In response to another question about a possible FCC auction, Lieberman added, "Parties involved in the process have made it incredibly difficult for the FCC to find a path forward. There has not been a coalescing of support for the private sale."
Incendiary Title But No Easy Solution
The New America program, provocatively titled "The Great Airwaves Robbery II," featured four speakers: Lieberman and King plus spokespersons for Google and Citizens Against Government Waste. All of them questioned the current FCC plan to reallocate the C-band spectrum in ways that could -- as New America's organizer put it -- send "$15 billion-40 billion" to the four companies that now control that spectrum.
Michael Calabrese, director of New America's Wireless Future Project and moderator of the panel session in Washington, explained that he put together the session because of growing attention to the underutilized C-Band (3700-4200 MHz), which is widely sought as a resource for emerging 5G wireless services. The FCC proposed last July to reallocate at least the bottom 200 MHz of C-Band for exclusive licensing to mobile carriers and others triggered a wave of criticism about who will benefit financially from the sale.
"The comment cycle is completed," Calabrese told Multichannel News. "Presumably an initial staff recommendation and Chairman’s input could occur soon [although] we don’t really expect an Order before May or June at the earliest."
"But now that they have a record, the Chairman will likely chart a course forward for the staff," he continued. "All the groups on stage (and others) are also encouraging Congress to get interested. ... That has been the case in parallel situations in the past when this much revenue is at stake."

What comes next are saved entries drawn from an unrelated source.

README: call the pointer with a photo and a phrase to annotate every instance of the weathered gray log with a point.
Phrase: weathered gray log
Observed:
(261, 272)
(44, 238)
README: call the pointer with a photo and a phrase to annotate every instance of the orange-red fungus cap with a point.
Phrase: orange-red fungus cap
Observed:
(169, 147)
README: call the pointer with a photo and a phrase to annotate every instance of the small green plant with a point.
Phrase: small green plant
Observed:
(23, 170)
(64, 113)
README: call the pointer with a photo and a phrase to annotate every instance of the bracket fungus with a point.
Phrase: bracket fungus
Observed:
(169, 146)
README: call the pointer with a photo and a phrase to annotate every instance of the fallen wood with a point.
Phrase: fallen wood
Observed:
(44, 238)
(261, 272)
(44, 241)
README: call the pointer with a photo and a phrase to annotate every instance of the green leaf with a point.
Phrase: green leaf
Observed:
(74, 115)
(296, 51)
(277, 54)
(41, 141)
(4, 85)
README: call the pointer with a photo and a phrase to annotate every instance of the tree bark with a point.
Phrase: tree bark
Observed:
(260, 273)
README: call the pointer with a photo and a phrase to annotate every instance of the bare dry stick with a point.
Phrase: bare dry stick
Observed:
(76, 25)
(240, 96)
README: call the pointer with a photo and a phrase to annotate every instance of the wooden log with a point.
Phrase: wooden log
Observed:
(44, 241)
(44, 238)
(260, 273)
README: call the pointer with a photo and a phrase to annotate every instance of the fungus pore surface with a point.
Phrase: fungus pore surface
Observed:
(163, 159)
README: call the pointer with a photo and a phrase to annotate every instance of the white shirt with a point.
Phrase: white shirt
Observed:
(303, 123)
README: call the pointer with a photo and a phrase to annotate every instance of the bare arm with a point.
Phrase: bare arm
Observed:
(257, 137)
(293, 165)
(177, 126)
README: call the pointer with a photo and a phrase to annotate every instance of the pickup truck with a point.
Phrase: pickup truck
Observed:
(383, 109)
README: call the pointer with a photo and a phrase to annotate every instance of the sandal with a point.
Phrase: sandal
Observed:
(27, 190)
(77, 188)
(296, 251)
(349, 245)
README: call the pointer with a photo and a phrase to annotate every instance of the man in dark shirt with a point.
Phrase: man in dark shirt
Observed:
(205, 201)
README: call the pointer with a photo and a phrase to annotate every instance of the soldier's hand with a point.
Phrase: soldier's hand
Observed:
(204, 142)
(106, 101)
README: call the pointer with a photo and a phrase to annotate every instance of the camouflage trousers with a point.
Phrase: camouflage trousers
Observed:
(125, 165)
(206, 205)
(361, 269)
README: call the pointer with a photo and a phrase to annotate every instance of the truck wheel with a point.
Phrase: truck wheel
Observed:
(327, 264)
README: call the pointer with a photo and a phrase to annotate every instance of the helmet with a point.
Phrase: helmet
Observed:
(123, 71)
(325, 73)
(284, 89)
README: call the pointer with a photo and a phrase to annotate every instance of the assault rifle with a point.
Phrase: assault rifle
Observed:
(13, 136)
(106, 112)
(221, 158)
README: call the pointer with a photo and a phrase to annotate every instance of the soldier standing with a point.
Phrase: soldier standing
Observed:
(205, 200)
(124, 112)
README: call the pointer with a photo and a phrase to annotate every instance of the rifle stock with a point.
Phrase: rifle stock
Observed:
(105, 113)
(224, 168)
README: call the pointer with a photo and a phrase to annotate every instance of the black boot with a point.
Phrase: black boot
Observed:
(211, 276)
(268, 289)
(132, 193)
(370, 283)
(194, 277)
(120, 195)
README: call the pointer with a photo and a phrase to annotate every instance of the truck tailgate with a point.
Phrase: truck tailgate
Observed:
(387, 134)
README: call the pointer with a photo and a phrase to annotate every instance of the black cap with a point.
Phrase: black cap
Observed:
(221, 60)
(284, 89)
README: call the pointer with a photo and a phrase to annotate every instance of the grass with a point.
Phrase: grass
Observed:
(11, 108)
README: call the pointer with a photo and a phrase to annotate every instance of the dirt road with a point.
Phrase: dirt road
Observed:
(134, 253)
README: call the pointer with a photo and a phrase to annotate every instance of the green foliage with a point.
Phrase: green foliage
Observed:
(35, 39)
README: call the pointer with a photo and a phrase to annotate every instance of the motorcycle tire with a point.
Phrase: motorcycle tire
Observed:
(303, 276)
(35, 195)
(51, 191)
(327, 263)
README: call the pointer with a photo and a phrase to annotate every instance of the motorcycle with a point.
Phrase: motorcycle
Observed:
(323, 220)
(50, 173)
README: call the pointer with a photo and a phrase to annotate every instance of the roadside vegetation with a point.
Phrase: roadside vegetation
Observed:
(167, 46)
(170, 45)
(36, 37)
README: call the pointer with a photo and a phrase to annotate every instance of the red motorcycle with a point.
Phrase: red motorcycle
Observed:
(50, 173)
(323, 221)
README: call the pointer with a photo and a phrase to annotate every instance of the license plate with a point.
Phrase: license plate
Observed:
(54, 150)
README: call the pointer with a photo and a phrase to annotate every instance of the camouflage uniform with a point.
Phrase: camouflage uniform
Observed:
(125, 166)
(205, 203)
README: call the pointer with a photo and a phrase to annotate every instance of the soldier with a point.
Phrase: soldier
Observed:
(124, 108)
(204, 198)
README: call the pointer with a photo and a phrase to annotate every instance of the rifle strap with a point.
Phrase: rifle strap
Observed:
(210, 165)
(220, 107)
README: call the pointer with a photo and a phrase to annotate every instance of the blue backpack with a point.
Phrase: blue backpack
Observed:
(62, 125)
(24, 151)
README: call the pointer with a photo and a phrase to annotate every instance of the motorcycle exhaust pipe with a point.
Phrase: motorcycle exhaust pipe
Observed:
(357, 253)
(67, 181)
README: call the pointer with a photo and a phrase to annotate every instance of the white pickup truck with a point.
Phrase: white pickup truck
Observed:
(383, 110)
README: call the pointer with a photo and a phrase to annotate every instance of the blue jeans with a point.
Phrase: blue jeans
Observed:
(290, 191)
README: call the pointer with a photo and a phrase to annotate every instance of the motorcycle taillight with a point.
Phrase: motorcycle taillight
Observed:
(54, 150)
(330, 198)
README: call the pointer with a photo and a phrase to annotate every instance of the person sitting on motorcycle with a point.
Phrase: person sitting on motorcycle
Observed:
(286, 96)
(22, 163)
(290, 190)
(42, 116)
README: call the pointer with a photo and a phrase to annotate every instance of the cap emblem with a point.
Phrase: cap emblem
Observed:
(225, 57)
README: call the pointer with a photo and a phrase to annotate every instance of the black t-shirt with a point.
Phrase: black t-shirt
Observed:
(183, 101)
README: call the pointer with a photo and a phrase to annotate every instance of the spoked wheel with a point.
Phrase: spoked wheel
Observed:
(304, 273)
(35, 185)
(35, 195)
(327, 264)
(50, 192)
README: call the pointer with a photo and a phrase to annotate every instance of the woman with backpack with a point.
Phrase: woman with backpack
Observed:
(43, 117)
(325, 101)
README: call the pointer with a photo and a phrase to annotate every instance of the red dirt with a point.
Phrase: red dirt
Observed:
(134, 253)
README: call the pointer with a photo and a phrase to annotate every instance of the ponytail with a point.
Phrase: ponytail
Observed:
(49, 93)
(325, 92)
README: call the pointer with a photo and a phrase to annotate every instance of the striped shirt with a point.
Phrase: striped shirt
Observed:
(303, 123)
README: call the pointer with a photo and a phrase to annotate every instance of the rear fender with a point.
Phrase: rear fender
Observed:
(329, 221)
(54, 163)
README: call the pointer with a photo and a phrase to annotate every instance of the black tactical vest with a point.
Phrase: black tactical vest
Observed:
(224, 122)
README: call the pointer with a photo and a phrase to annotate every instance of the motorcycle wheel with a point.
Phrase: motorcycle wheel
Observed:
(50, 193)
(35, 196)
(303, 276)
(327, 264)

During the panel discussion, Thomas Schatz, president of Citizens Against Government Waste, insisted that the carriage license "is not a property right" and that funds from any sale "belong to taxpayers, not broadcasters." He urged that, "Congress must decide where proceeds should go."

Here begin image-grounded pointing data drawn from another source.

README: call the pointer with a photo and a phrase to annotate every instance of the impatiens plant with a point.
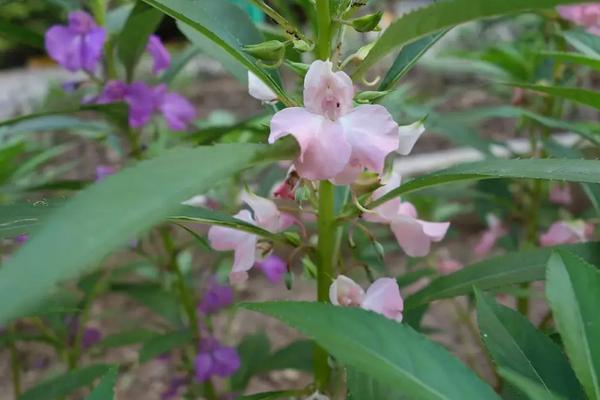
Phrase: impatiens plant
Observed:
(163, 243)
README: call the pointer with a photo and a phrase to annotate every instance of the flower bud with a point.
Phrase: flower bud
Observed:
(367, 23)
(271, 52)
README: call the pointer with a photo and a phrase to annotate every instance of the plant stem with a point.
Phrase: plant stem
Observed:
(325, 254)
(324, 28)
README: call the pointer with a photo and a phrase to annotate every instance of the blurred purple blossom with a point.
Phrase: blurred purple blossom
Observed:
(215, 359)
(273, 267)
(216, 297)
(78, 45)
(159, 53)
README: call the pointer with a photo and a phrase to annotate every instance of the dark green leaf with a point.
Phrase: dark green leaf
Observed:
(573, 291)
(515, 344)
(390, 352)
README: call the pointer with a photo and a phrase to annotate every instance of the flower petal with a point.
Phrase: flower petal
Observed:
(327, 93)
(324, 151)
(383, 297)
(373, 134)
(259, 90)
(345, 292)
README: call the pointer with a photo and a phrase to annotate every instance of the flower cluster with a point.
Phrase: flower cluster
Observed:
(79, 46)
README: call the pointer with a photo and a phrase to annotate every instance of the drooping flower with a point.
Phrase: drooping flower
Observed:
(265, 215)
(561, 195)
(159, 53)
(338, 141)
(215, 359)
(382, 297)
(78, 45)
(490, 236)
(563, 232)
(216, 297)
(586, 15)
(259, 90)
(273, 267)
(413, 235)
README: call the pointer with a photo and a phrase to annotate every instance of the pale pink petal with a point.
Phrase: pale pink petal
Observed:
(345, 292)
(409, 134)
(327, 93)
(383, 297)
(225, 239)
(243, 260)
(373, 134)
(324, 150)
(259, 90)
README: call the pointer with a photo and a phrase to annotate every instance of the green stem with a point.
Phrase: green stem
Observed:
(324, 28)
(325, 256)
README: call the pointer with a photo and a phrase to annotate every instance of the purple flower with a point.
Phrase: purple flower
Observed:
(216, 297)
(215, 359)
(78, 45)
(103, 171)
(159, 53)
(273, 267)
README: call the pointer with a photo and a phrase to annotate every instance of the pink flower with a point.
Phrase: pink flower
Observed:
(586, 15)
(338, 141)
(561, 195)
(265, 215)
(562, 232)
(413, 235)
(382, 297)
(259, 90)
(489, 237)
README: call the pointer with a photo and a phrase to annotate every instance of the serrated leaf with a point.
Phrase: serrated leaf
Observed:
(442, 15)
(387, 351)
(515, 344)
(497, 272)
(573, 291)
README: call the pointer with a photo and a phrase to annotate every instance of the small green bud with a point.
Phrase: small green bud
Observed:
(367, 23)
(272, 52)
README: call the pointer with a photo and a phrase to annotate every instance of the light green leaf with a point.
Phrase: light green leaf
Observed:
(497, 272)
(515, 344)
(66, 383)
(387, 351)
(110, 213)
(443, 15)
(533, 390)
(141, 23)
(106, 388)
(573, 291)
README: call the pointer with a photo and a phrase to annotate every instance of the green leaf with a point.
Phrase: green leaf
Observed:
(587, 171)
(533, 390)
(407, 58)
(497, 272)
(573, 290)
(444, 15)
(66, 383)
(106, 388)
(515, 344)
(390, 352)
(110, 213)
(141, 23)
(582, 96)
(227, 26)
(162, 344)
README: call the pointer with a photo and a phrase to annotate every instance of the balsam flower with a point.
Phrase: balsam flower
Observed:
(159, 53)
(265, 215)
(413, 235)
(382, 297)
(78, 45)
(562, 232)
(586, 15)
(337, 140)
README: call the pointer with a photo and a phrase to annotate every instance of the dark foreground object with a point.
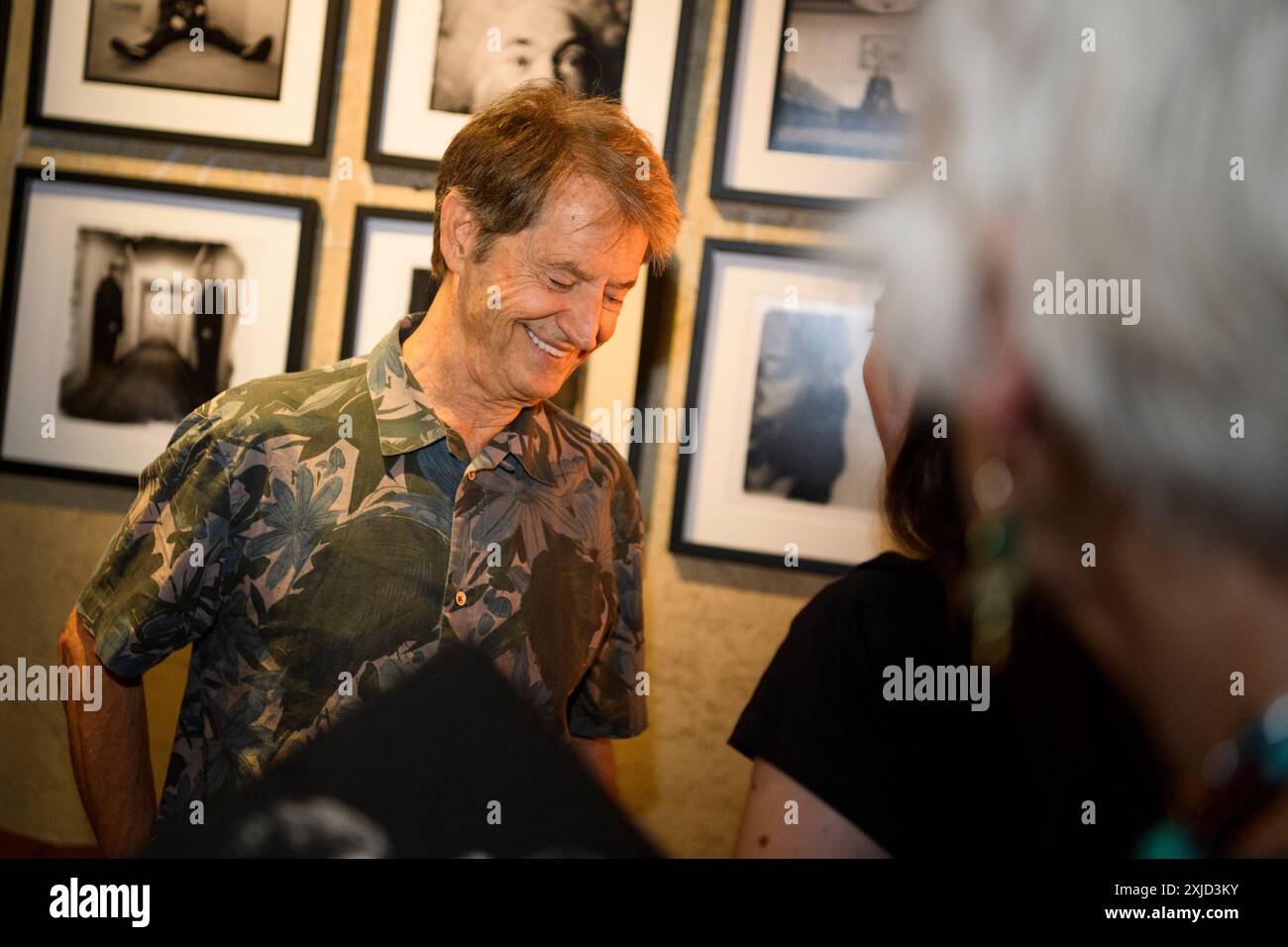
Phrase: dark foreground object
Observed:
(452, 764)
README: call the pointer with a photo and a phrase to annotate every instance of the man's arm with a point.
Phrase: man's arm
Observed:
(110, 751)
(820, 832)
(596, 755)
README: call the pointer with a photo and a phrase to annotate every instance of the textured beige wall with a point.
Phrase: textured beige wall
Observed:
(711, 626)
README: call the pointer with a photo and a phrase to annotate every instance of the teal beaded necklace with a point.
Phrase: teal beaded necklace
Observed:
(1243, 776)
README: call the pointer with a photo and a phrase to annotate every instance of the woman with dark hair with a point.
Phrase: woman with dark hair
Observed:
(851, 761)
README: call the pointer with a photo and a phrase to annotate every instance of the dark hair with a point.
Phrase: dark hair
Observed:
(1072, 724)
(919, 500)
(514, 153)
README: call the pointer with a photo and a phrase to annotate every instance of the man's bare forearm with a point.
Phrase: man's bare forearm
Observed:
(110, 751)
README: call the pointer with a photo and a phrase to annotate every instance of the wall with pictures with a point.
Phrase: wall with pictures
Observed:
(711, 625)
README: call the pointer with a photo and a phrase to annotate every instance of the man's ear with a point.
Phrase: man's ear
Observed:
(458, 230)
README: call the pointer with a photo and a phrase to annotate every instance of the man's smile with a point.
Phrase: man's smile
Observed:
(546, 347)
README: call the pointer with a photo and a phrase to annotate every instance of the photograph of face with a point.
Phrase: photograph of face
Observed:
(488, 47)
(799, 445)
(842, 81)
(224, 47)
(143, 346)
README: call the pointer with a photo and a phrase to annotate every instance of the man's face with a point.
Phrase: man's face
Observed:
(548, 296)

In his opening remarks, Lieberman opined that the situation requires FCC action soon to achieve "full optimization of capacity." He warned that the C-Band Alliance members "will act as if they are monopolists" if they control and benefit solely from the spectrum sale.
"Their only restraint is that they [could] drive prices so high that programmers go to terrestrial," that is to non-satellite distribution, Lieberman said. He noted, however, that high-capacity internet distribution is not currently an option to many rural and small-town cable headends, ACA's member base.
Charter's King concurred that the FCC should make a decision about spectrum sale. "Not the private satellite companies," she said. "The FCC should focus on the easiest, quickest way" to resolve the reallocation.
But Lieberman's last word was that, "It will take a lot longer than anyone expects."